Mingyu deu um gole em seu café, finalizando-o e apoiando a cabeça em suas mãos, frustrado.

— Quero que ele se lembre do meu pedido de namoro. E eu quero lembrar de alguma coisa que me ajude com isso. — Disse por fim, abaixando a cabeça e deitando sobre a mesa.

— Hoshi hyung uma vez disse que vocês formam um bonito casal.

— É, eu lembro...

— Usa isso ao seu favor! Sugere isso ao Wonwoo hyung, mostra o que você quer.

— Beleza, mas quando?

— Hoje, ué. Pede a ajuda do Hoshi. — Respondeu simplório, levantando-se e indo em direção ao caixa.

— Soonyoung... — Seguiu o amigo, imaginando como o mencionado iria solucionar sua pequena, mas grande confusão.

 

・・・

 

— Hoshi hyung?~ — Cantarolou, entrando na sala de prática.
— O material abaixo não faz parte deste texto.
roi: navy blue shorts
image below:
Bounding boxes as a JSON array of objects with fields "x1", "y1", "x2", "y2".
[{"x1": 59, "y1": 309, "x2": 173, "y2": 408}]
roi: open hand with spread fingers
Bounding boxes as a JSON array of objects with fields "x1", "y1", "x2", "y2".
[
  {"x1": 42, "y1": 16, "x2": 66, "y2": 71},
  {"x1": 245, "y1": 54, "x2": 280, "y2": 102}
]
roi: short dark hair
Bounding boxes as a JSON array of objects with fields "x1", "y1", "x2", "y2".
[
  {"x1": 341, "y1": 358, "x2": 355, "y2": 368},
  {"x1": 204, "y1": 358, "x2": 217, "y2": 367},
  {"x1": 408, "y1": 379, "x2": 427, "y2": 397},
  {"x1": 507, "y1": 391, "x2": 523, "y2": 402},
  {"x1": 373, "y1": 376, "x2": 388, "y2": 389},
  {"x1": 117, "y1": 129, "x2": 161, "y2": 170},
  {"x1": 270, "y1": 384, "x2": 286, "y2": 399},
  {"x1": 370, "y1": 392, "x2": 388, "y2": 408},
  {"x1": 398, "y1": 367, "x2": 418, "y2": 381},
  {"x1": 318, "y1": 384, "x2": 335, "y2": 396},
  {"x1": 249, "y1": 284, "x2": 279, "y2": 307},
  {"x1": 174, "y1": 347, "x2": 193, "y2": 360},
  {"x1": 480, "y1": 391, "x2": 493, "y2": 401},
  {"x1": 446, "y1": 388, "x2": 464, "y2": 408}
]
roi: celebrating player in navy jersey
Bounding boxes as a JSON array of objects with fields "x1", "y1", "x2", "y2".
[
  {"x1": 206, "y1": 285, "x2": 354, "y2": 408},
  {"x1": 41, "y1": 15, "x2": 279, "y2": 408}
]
Todas as tardes o líder da performance line se encontrava ali e dessa vez não foi diferente.

Fechou a porta atrás de si e caminhou até quem procurava, que estava sentado em frente a um computador mexendo com a melodia de algumas músicas.

— O que está fazendo?

— Procurando inspiração.

— Ah, entendo... — Coçou a nuca, procurando as palavras certas. — Hyung, como... Hm... Contou ao Woozi hyung que... Gostava dele? — Quando precisava ser direto assim, não era.

Soonyoung parou o que fazia e rodou a cadeira, ficando de frente para seu dongsaeng. Agrediu seus olhinhos os abrindo exageradamente, assim como fez com sua boca. Então pulou no maior, abraçando-o e dando gritinhos histéricos.

 — Valha misericórdia, que te houve? — Assustado, Mingyu questionou.

 — Meu bebê ‘tá apaixonado! Awn! É pelo Wonwoo né? Eu sabia! — Soltou o mais novo, o encarando sorrindo. Parecia uma mãe; parecia Jeonghan quando falava com Lee Chan.

 — Não é paixão, PAIXÃO, sabe? É... sei lá. — Escorou-se numa parede, fechando os olhos.

 — Vocês formam um belo casal.

— Quero que ele enxergue isso.

— Quem forma um belo casal?

Jeon Wonwoo saiu direto do inferno, só pode.

— Ai meu Jesus amado! — Hoshi, que voltou a sentar, vai direto de encontro ao chão quando ouviu a voz rouca de Wonwoo, que surgiu igual aos personagens de Naruto; das sombras.

— Não sou tão feio assim. Do que estão falando? — Perguntou, mexendo e alterando algumas notas no arquivo que estava aberto. — Assim fica melhor.

Soonyoung sorriu sacana e levantou-se, puxando Mingyu e — com certa dificuldade — passando o braço pelo pescoço do mesmo, dando leves tapinhas onde alcançava.

— Esse amigo aqui está apaixonado e não sabe como se declarar. Você é bom em conselhos, que tal ajudar ele, hein? — Sugeriu, recebendo uma cotovelada e olhar nada amigável do que estava ao seu lado. — Por nada. — Sussurrou a última parte e se dirigiu a saída com a desculpa de que iria treinar o vocal, gesticulando um fighting ao Kim antes de sair.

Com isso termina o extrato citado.